However greedy is a weak algorithm and the wide occurrence of repeats in many genomes including the human genome makes the answers provided by greedy unsatisfactory. The first systematic study of DNA assembly was in [19]. Many valuable papers by Gene Myers and collaborators brought sophisticated improvements to assembly, and Myers led the Celera assembly team to that company’s resulting Human Genome Sequence. [20, 21, 23, 24] Just as celebrated was the Santa Cruz assembly of the data from the public project, see [25]. In reference [26] is a comparison of the results of these justly celebrated projects.
The sequence assembly algorithms we have been describing can be outlined in three steps: Overlap, Layout and Consensus. Overlap requires considering for each pair of reads whether they overlap in the presented orientation or in another orientation. This means two comparisons, conceptually.
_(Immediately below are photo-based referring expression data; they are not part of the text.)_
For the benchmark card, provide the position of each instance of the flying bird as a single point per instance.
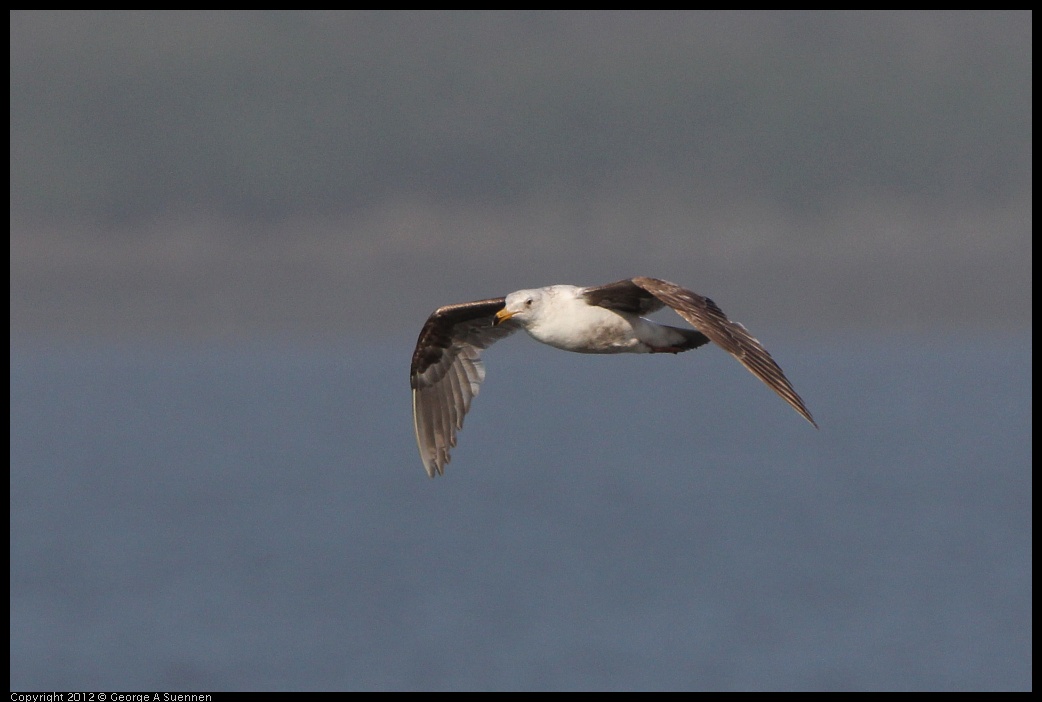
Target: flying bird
(447, 369)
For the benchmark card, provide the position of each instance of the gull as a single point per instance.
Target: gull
(447, 370)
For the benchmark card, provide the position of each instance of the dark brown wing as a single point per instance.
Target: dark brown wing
(709, 319)
(624, 296)
(447, 372)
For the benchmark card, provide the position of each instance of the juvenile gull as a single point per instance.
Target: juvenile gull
(447, 369)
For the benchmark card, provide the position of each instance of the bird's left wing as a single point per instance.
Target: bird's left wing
(736, 340)
(447, 373)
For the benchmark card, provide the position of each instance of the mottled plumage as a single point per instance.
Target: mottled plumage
(447, 369)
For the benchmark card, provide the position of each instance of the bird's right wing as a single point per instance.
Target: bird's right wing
(735, 339)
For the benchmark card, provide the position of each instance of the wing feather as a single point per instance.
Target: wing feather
(735, 339)
(447, 372)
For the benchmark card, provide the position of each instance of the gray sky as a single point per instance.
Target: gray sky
(224, 175)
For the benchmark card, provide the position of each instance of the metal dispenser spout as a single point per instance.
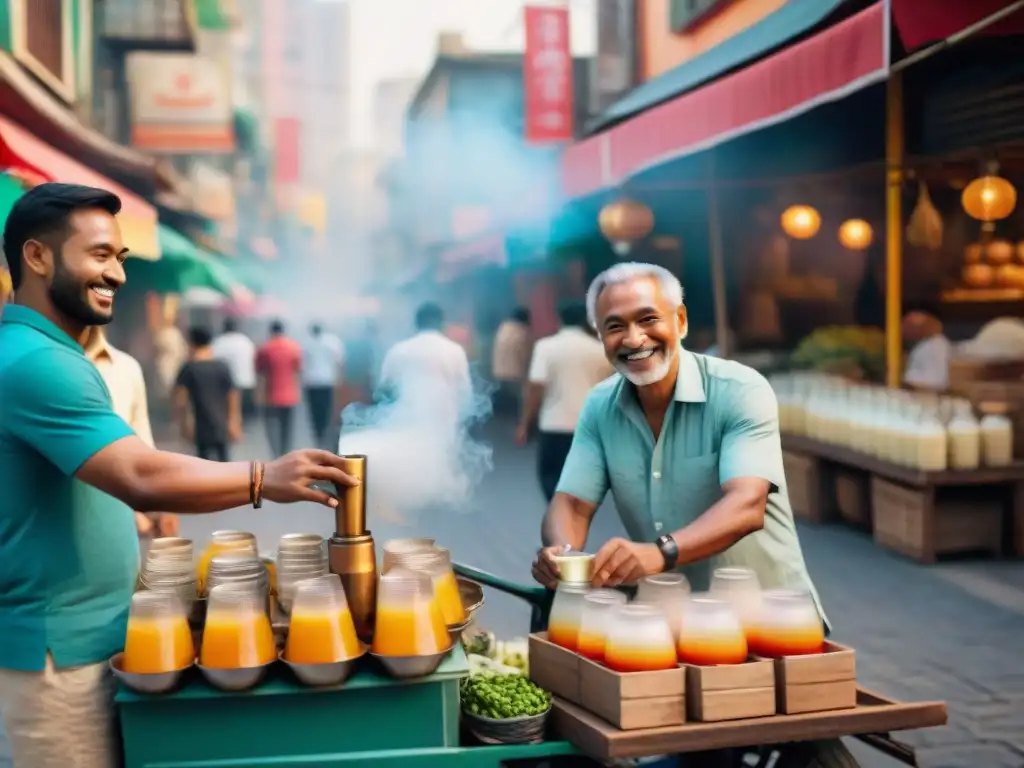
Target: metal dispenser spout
(351, 552)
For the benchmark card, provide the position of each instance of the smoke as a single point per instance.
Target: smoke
(420, 445)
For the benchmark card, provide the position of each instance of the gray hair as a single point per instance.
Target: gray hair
(626, 271)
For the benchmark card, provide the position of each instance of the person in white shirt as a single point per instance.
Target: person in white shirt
(323, 357)
(563, 370)
(510, 358)
(239, 351)
(428, 371)
(928, 363)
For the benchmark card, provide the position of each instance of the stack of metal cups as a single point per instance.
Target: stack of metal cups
(300, 556)
(170, 567)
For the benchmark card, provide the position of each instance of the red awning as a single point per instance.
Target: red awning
(835, 62)
(462, 257)
(20, 150)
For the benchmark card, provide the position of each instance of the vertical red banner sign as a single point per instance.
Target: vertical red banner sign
(287, 151)
(547, 74)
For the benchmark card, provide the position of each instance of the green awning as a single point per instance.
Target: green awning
(182, 266)
(795, 18)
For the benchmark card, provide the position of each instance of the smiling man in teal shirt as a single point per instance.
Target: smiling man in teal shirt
(687, 444)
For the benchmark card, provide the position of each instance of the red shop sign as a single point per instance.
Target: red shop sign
(548, 75)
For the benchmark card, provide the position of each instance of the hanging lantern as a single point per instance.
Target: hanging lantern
(989, 199)
(855, 235)
(801, 222)
(624, 222)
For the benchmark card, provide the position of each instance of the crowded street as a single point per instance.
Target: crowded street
(948, 633)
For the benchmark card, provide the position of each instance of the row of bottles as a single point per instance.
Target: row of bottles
(924, 431)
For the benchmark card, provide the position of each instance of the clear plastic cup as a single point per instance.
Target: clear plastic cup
(321, 630)
(712, 634)
(669, 592)
(238, 633)
(566, 612)
(639, 640)
(598, 608)
(741, 588)
(788, 626)
(410, 622)
(158, 639)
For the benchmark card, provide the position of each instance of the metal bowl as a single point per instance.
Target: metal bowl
(235, 680)
(324, 674)
(524, 730)
(471, 594)
(142, 683)
(404, 668)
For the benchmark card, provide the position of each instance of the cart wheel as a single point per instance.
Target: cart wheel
(826, 754)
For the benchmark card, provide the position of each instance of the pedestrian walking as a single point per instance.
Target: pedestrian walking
(207, 404)
(563, 370)
(73, 471)
(279, 361)
(239, 351)
(323, 358)
(123, 376)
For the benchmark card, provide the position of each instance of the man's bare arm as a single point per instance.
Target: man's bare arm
(738, 513)
(567, 522)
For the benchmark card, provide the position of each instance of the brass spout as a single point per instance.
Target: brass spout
(350, 516)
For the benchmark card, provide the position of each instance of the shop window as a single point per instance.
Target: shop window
(42, 36)
(684, 14)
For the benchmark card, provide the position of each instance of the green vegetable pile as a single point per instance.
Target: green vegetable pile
(504, 696)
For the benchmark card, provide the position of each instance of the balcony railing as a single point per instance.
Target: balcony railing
(161, 25)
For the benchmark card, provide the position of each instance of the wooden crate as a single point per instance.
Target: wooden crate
(730, 692)
(853, 496)
(554, 668)
(816, 683)
(922, 523)
(809, 483)
(638, 699)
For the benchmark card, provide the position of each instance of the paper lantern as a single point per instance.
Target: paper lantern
(801, 222)
(856, 235)
(989, 199)
(624, 222)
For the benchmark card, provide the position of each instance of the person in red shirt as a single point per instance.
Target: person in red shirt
(279, 363)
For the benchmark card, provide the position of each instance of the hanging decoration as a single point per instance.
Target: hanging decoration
(801, 222)
(856, 235)
(625, 222)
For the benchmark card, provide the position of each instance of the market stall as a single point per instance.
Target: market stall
(322, 656)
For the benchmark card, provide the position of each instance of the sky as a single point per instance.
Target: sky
(398, 38)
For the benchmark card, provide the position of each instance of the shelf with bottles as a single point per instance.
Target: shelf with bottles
(922, 432)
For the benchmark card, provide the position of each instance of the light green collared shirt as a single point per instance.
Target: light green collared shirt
(721, 425)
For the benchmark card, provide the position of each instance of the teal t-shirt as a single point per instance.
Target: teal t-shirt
(69, 553)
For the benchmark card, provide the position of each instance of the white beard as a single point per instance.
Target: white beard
(650, 377)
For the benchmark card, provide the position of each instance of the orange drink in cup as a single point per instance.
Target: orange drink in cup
(788, 626)
(238, 633)
(410, 622)
(598, 608)
(158, 639)
(711, 634)
(566, 611)
(639, 640)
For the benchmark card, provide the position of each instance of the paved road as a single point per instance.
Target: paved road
(951, 632)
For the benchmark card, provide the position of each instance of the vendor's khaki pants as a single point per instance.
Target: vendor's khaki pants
(60, 718)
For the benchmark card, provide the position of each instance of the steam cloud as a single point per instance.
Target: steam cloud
(421, 453)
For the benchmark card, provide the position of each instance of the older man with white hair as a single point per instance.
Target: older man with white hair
(687, 444)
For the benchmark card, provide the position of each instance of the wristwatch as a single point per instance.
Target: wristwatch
(669, 549)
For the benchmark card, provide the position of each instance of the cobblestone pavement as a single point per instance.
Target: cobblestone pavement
(950, 632)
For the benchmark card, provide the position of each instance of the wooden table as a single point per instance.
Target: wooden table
(920, 514)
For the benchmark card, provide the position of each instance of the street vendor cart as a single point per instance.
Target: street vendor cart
(373, 719)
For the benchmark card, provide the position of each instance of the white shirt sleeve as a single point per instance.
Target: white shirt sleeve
(928, 364)
(539, 365)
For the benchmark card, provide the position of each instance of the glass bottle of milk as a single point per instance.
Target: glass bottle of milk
(996, 435)
(965, 438)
The most straightforward comparison is to use overlap dynamic programming, which takes time proportional to the product of the read lengths. The Celera project had approximately 26.5 million reads of length approximately 550, so this direct approach was not feasible, but it indicated the magnitude of the problem. The next Layout step is even more challenging, requiring the determination of sets of reads with mutually consistent overlaps, and determining approximately how they might be arranged on the genome. Here the difficult problem of determining which orientation each overlapping pair needs to be solved. With 106 reads there are 2106 = 10301,000 possible orientations. Finally for Consensus, given an approximate alignment of a set of consistent overlapping reads, the multiple alignment problem must be solved to produce a consensus sequence. This too is a very challenging computational task.
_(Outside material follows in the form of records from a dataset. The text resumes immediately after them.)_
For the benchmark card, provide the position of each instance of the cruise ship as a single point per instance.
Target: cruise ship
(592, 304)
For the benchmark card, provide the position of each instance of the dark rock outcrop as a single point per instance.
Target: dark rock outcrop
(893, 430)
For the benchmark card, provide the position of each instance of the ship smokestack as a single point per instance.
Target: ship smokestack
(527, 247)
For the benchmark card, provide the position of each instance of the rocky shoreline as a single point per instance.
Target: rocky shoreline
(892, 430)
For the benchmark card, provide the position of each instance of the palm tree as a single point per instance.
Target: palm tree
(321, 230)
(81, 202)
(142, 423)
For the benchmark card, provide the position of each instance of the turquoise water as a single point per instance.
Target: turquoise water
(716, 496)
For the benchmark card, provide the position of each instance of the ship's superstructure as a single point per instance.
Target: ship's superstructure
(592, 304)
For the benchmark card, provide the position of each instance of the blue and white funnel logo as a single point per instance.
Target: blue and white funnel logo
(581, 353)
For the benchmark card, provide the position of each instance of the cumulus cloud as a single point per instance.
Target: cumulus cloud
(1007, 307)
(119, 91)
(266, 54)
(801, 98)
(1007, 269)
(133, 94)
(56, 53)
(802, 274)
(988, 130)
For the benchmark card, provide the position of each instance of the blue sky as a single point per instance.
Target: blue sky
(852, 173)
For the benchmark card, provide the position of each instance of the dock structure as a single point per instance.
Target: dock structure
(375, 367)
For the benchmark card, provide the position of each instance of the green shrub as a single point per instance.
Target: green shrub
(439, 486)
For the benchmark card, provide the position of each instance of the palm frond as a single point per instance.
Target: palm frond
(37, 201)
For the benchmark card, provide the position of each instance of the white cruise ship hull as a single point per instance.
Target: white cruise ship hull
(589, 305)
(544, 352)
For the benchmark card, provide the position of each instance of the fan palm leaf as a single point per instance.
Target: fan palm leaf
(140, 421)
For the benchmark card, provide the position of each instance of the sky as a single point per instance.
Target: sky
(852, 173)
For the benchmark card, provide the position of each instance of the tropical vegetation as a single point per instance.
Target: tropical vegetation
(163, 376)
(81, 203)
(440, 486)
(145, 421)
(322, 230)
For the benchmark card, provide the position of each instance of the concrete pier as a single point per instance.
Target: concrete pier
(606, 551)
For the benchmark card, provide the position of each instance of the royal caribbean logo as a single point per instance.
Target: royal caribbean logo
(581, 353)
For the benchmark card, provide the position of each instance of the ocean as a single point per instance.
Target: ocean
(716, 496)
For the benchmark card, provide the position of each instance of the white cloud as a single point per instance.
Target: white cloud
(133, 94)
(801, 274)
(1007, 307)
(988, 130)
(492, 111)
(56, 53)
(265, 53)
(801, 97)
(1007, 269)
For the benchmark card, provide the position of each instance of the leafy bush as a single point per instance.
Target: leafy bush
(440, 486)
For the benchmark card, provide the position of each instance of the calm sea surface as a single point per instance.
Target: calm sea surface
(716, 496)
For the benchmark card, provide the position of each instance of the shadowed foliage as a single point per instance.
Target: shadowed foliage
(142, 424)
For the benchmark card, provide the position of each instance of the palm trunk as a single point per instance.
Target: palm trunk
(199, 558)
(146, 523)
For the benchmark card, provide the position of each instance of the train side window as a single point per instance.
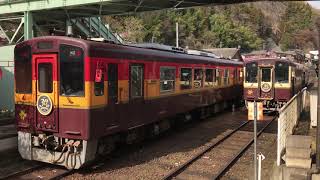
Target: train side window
(251, 73)
(226, 77)
(282, 72)
(45, 77)
(99, 83)
(218, 76)
(185, 78)
(209, 77)
(167, 79)
(198, 78)
(136, 81)
(235, 76)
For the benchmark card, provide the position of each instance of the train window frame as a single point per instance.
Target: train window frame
(165, 81)
(198, 83)
(226, 75)
(248, 76)
(262, 74)
(63, 92)
(23, 79)
(183, 85)
(45, 78)
(139, 67)
(219, 76)
(99, 86)
(210, 82)
(286, 74)
(235, 75)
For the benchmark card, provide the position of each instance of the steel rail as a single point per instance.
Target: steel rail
(62, 175)
(178, 170)
(236, 157)
(22, 172)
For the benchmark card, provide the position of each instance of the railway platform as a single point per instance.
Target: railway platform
(299, 159)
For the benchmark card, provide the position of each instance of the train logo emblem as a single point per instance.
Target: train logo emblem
(44, 105)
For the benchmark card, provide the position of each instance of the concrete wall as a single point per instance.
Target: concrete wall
(7, 81)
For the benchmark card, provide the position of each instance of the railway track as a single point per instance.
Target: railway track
(216, 156)
(40, 171)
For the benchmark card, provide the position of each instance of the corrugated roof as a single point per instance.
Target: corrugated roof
(224, 52)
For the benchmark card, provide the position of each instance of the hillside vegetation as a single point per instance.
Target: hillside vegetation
(251, 26)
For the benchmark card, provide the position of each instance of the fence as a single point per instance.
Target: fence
(287, 120)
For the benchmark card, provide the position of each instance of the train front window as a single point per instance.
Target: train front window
(266, 74)
(23, 70)
(71, 71)
(251, 72)
(282, 72)
(185, 78)
(45, 77)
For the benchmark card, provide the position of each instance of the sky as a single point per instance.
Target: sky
(315, 4)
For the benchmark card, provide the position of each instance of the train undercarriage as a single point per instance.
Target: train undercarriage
(74, 154)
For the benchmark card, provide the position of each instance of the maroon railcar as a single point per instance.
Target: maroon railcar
(272, 80)
(74, 98)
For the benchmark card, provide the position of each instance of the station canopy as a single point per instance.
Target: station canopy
(62, 9)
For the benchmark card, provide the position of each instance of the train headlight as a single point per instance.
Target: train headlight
(265, 87)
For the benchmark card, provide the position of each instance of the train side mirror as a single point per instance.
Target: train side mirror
(98, 75)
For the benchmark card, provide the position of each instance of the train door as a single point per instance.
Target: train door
(136, 82)
(265, 82)
(46, 72)
(112, 84)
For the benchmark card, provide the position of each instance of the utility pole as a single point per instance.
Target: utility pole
(318, 107)
(255, 140)
(177, 34)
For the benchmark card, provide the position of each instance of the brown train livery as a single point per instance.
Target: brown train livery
(75, 98)
(272, 81)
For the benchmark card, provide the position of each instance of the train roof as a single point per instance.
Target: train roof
(272, 60)
(112, 50)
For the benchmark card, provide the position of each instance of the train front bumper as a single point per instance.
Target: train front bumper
(70, 157)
3.2 Euler Sequence Assembly
With the New Generation Sequencing methods described in Section 2, we see many critical differences from the classical Sanger data. First of all the reads are often much shorter, and also there are many more reads. An approach using Overlap-Layout-Consensus is doomed to failure and a new method must be found. Fortunately there was a paper in 1995 by Idury and Waterman which, although virtually unnoticed at the time, can be exploited for these uses. [22] Essentially it trades huge computing costs for a substantial (and sometimes huge) storage cost. It was a quite new approach for DNA assembly.
The idea for the new 1995 method is based on Eulerian graphs. There is a natural way to take a sequence and encode it into a graph. One chooses a value of k and extracts all of the n – k + 1 k-words from the sequence. Then the vertices of the sequence graph are the various k – 1 words from the k-words and the edges are the corresponding k-words. Note that we have gone from a sequence to a graph. If the data were the k-words from a unknown sequence, then an identical graph could be produced and the job would be to infer that unknown sequence from the data. Note that job is simple when there is a unique answer from our graph. Of course the answer need not be unique but one sequence consistent with the data can be produced in linear time, or it can be decided in linear time that no such sequence exists, if indeed there is none. These ideas and procedures are part of the theory of Eulerian graphs which for sequences goes back over 100 years. Contrast these easy operations with the difficulties for another encoding where the k-word data are identified with graph vertices. In that case we have a Hamiltonian path problem which is NP-hard.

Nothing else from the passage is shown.